In [2]:
import pickle
import pandas as pd
import numpy as np
import os

In [3]:
def predict_topics(location, model, vectorizer, source):
    df = pd.read_csv(location)
    if(source == 'Google'):
        # Retrieve only reviews column
        df = df['text']
        print(location.split('/')[-1])
    elif(source == 'Yelp'):
        df = df['review']
        print(location.split('/')[-1])

    # Change all empty strings to nan
    df.replace('', np.nan, inplace=True)
    # Remove all empty rows
    df.dropna(inplace=True)

    # Transform the reviews using vectorizer
    text = vectorizer.transform(df)
    # Transform text using model
    scores = model.transform(text)
    # Retrieve topics from model
    topics = pd.DataFrame(model.components_)
    # Change rows to Topic and number
    topics.index = ['Topic ' + str(i) for i in range(model.n_components)]

    # Get the text from words
    words = np.array(vectorizer.get_feature_names())
    topic_words = []
    # Go through values in each cluster
    for i in model.components_:
        # Inversing values and return indices of sorted 
        locs = (-i).argsort()
        # Add the elements from the array along the mentioned axis and indices
        topic_words.append(words.take(locs))

    # Convert list to df
    words_df = pd.DataFrame(topic_words)
    # Add Topic to each column
    words_df.index = ['Topic '+ str(i) for i in range(words_df.shape[0])]

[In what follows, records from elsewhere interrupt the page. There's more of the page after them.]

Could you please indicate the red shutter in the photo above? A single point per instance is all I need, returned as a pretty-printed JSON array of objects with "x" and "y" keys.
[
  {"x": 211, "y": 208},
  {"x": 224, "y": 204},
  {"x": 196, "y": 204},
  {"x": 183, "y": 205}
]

    # Find the highest value and return the column's value
    topic = words_df.iloc[1:11, np.argmax(scores)].values.tolist()
    print(topic)
    return topic

In [4]:
# Location to loop through Yelp reviews
# Go to folder
def process_yelp(model, vectorizer):
    directory = "../../dataset/yelp/processed_reviews/"
    source = 'Yelp'
    for filename in os.listdir(directory):
        # Find all files that end with CSV
        if filename.endswith(".csv"):
            name = filename.replace("-hoboken_processed.csv", "")
            topics =  predict_topics(os.path.join(directory, filename), model, vectorizer, source)
            if name in restaurant_with_topics:
                restaurant_with_topics[name] = restaurant_with_topics[name] + topics
            else:
                restaurant_with_topics[name] = topics

In [5]:
# Location to loop through Google reviews
# Go to folder
def process_google(model, vectorizer):
    directory = "../../dataset/google/processed_reviews/"
    source = 'Google'
    for filename in os.listdir(directory):
        # Find all files that end with CSV
        if filename.endswith(".csv"):
            name = filename.replace("_processed.csv", "")
            topics =  predict_topics(os.path.join(directory, filename), model, vectorizer, source)
            if name in restaurant_with_topics:
                restaurant_with_topics[name] = restaurant_with_topics[name] + topics
            else:
                restaurant_with_topics[name] = topics

In [6]:
# Load Model and vectorizer
model = pickle.load(open('../../model/lda_model.sav', 'rb'))
vectorizer = pickle.load(open('../../model/lda_vectorizer.sav', 'rb'))
restaurant_with_topics = {}

In [7]:
# Used to create CSV to store topics
def write_into_csv(filename, header):
    # Process Google and Yelp Reviews
    process_google(model, vectorizer)
    process_yelp(model, vectorizer)
    rest_list = []
    for restaurant, topics in restaurant_with_topics.items():
        rest_list.append([restaurant, ",".join(topics)])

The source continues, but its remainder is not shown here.